How to make music from a toy synthesizer

I first started thinking about generative music when I was trying to make music from a cheap toy synthesizer. I had bought a Korg Monotron Delay and I wanted to make a good sounding album from it but was challenged because it only outputs one note at a time. I decided to make a looper so I could loop notes atop each other and then tried to figure out methods for layering the notes in interesting ways. After hacking the toy synth I created a little looper that would loop the synthesizer onto six loops, with four notes per loop.

So what should the notes be? I wrote a little sequencer and started writing lists of notes. I tried ordering the notes in basic intervals (root, 3rd, tonic, etc) and I tried random ordering. Eventually I settled on this type of “minimal transposition” scheme where you order notes by grouping close notes together. For example: first suppose you chose four chords: Am, F, C, G. acrostic will first determine the notes for each chord in a separate column:

Am  F   C   G  
A   F   C   G
C   A   E   B
E   C   G   D

Then I would rearrange the notes of each chord in each column so that there are minimal changes between different columns.

Am  F   C   G  
C   C   C   D
A   A   G   G
E   F   E   B

Then I would read off, row by row, the notes where each row would be one full loop in my looper script. This is not a new techniique, in fact its a very simple form of voice leading. Eventually these long lists of notes where turned into songs when I put everything together. For example, this list of notes became this song:

A realization about articulation

I recorded the songs with that toy synthsizer two years ago. Since then I’ve been thinking about it - how simple the process was for generating the music and how much I enjoyed the result. Part of the result, though, was not in the pitches themselves but in their articulation - i.e. how loud one series of notes might be.

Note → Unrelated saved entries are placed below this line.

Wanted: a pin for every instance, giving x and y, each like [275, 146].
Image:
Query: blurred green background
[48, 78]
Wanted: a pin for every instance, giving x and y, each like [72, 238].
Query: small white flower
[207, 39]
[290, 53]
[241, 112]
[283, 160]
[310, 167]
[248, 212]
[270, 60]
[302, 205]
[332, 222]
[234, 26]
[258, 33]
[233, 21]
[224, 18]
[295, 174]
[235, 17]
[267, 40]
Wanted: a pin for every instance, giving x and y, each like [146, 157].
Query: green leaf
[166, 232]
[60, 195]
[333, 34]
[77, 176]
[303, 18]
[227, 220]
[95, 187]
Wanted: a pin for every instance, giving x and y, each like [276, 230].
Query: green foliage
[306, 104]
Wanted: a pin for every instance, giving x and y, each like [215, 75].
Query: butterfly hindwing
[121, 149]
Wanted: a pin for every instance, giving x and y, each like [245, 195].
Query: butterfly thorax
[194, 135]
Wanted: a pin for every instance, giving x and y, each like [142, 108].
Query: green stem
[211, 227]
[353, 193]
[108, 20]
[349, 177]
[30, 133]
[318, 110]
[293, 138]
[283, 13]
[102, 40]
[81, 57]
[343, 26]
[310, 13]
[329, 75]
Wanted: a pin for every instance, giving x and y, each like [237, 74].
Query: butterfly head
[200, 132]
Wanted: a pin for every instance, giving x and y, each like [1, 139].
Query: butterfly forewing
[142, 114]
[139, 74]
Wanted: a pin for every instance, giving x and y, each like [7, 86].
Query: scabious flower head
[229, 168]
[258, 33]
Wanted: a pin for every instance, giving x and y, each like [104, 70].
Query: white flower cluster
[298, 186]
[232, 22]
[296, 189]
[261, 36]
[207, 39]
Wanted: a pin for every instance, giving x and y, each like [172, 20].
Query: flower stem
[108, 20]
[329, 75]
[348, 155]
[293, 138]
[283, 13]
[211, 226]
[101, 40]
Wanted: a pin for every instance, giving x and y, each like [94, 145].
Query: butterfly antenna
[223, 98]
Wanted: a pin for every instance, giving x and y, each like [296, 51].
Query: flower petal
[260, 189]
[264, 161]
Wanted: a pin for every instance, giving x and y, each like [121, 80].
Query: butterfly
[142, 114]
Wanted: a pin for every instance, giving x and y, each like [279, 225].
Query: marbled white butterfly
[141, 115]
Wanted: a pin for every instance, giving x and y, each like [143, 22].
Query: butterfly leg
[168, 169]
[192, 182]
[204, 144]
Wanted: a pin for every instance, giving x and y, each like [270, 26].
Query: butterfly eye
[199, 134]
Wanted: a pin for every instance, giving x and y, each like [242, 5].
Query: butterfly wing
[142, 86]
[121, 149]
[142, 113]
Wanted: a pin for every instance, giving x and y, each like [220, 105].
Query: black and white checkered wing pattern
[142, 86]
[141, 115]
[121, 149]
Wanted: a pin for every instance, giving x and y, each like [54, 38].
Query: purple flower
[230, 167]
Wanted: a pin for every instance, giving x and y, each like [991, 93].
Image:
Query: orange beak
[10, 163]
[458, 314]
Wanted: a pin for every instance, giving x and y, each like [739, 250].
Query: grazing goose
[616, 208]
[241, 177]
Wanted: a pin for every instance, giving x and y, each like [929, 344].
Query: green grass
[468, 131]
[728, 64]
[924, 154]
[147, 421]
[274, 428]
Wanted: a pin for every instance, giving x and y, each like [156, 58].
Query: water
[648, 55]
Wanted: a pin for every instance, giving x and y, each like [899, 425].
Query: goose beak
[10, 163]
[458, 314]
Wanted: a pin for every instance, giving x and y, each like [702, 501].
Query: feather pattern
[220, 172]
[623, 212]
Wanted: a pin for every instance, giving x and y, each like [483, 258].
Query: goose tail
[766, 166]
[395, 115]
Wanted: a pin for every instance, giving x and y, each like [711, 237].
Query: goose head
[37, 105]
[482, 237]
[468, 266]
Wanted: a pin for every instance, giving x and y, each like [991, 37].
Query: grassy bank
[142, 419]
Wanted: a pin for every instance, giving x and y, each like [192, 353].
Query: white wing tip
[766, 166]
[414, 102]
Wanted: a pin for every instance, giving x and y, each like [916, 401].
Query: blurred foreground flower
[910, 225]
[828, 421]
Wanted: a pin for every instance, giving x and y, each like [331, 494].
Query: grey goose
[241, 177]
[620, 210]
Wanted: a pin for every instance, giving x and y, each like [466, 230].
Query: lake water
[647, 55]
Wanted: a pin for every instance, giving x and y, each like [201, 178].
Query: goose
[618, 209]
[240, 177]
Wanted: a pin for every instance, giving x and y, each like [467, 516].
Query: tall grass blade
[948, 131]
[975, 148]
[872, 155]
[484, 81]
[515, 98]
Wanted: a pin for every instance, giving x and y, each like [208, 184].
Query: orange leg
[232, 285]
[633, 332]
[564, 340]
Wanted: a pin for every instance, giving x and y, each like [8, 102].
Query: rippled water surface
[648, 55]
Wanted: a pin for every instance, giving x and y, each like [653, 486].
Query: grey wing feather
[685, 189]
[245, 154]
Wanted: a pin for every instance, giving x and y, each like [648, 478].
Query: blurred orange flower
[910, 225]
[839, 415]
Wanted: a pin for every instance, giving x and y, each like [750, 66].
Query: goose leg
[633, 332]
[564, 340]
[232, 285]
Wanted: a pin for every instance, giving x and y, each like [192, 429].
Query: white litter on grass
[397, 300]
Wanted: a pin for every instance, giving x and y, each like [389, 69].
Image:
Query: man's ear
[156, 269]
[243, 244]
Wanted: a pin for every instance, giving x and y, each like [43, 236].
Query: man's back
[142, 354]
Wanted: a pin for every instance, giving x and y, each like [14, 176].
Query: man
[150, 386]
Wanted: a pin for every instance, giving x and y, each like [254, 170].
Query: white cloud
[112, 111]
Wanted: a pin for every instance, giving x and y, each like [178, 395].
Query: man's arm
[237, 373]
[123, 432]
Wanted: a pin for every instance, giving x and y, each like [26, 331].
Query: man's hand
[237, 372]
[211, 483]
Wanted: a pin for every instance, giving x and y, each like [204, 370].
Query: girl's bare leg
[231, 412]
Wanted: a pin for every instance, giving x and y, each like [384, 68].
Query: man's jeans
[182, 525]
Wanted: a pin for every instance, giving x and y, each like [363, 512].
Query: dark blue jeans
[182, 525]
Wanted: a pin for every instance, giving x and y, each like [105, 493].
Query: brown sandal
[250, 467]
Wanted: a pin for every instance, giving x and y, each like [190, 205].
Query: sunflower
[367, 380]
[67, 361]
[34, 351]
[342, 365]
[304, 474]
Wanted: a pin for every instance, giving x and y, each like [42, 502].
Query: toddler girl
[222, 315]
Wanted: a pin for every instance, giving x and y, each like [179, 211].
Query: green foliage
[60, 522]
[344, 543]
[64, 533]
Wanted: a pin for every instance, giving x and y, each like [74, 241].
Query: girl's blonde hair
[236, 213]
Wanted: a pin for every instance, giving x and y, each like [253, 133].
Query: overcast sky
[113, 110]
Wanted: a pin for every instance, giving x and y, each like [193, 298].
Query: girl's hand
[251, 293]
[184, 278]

So I went ahead to write another program. One that would automatically create the matrix of notes and record each row of the matrix, one note at a time, into different loops. I called this program “acrostic” since the note matrix has meaning in its columns (chords) and in its rows (melodies). The key though, was to provide each loop with a specific articulation - basically it would allow each one to get louder and softer randomly over time. This allows different meldies to come in and out of focus, which instantly gives songs their “movement”.

For example, here is a track from my latest album “generations” where the volume of each track is visualized by the vertical position of one of the filled circles:

To me, this sounded great. Not only that, using the same four chords would give greatly different results which is an important part of generative music (to me). The randomness in the process was enough to generative varied performances but not too much to produce noise.

The recipe for generative music

So after this little discovery I had a basic recipe for generative ambient music.:

  1. Choose chords.
  2. Create matrix of notes from chords and rearrange rows in each column to minimize distance between columns.
  3. Render each row, one note at a time, with some instrument/synthesizer into a looper that stores each row as its own track.
  4. Add articulation to each loop track by modulating its volume with a simple LFO.

I used this to set about recording dozens and dozens of songs for this album. It was easy to record - in my acrostic software, I basically just put the chords I wanted (as input) and then let it go while capturing the output. Afterwards I did a little bit of mastering (normalizing levels, taking off some of the low end) and released it as “generations”. There is one of the title tracks with an animation I made visualizing the articulation of tracks:

(sidenote: this is the code for the art, generated using Processing)

Each track is made the same way - following those four steps above - and using the same sound source (a synthesizer called the Make Noise Strega). But you could easily do the same thing with a toy synthesizer, or any instrument really. There are some other little tricks - I introduced a little variation by adding in random melodies that where interpolations between neighboring columns in that matrix. But that’s something for another story!